Ho smesso di dormire dal lato del letto di Liam.
Ho piegato la sua felpa grigia e l'ho riposta.
I bambini continuavano a farmi domande a cui non riuscivo a rispondere completamente.
Una sera, Ava mi guardò e chiese: "Papà sapeva che gli volevamo bene?"
L'ho abbracciata forte.
«Ogni giorno», dissi.
Quella stessa notte, dopo che i due bambini si erano addormentati, aprii la lettera che Liam aveva lasciato per loro.

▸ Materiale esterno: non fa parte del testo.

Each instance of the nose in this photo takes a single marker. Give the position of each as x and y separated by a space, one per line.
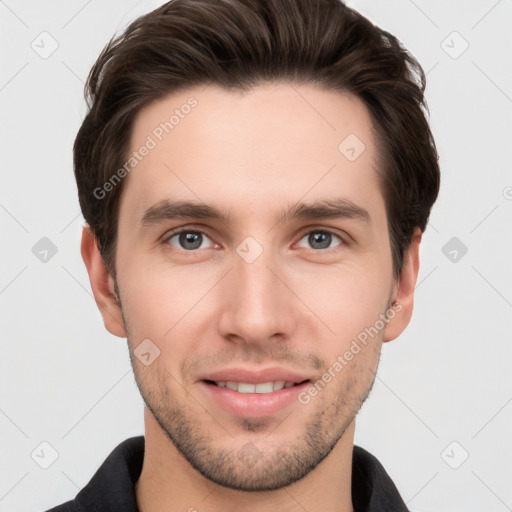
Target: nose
258 306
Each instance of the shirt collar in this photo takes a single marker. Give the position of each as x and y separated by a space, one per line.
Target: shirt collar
112 488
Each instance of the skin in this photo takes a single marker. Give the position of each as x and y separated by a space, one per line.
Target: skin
296 306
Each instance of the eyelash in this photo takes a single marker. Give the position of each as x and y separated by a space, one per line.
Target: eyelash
172 234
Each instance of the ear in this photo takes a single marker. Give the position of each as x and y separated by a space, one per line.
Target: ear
102 284
403 292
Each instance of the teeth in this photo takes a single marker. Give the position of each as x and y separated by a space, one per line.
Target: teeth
263 387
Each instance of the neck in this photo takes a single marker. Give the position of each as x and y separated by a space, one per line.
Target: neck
169 483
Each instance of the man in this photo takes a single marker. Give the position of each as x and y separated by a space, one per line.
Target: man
256 177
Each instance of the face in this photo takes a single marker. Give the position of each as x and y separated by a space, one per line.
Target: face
253 249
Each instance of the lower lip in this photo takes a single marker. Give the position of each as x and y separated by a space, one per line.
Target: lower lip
253 405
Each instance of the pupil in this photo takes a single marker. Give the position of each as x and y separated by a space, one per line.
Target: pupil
190 240
322 239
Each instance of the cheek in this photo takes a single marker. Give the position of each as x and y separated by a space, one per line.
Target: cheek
347 299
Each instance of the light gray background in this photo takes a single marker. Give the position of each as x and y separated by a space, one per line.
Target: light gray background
66 381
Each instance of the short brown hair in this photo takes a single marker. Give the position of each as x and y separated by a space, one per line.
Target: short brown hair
237 44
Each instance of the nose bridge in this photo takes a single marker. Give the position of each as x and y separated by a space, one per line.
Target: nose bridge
256 303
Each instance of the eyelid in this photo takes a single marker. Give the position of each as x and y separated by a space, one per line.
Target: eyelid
185 229
302 233
320 229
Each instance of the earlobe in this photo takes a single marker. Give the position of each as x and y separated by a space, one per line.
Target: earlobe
404 293
102 284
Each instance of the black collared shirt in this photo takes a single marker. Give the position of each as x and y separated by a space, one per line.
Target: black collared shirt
112 488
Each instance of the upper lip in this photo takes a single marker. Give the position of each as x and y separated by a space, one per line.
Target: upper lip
255 376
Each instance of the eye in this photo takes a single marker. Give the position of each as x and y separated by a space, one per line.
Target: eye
188 240
320 240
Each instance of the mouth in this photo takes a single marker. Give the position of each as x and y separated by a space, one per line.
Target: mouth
253 400
260 388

Ha detto ad Ava di continuare a fare domande.
Ha detto a Ben di essere gentile, ma non così gentile da permettere a tutti di calpestarlo.
Disse a entrambi che prendersi cura della madre non significava nascondere la propria tristezza.
In fondo aveva scritto:
Se tua madre ti sta leggendo queste parole, significa che l'ha fatto lei. Sapeva che l'avrebbe fatto.
Nel primo anniversario dell'incidente, un altro giovedì piovoso, ho guidato fino alla curva alla periferia del villaggio per la prima volta da quando Liam era morto.
Ho portato dei fiori.
Rimasi lì sotto la pioggerella, a fissare la ringhiera, la strada bagnata, il luogo dove tutto era cambiato.
Poi vidi qualcosa mezzo sepolto nel fango.
Una piccola rondella di metallo.
La vernice blu era ancora attaccata a uno dei bordi.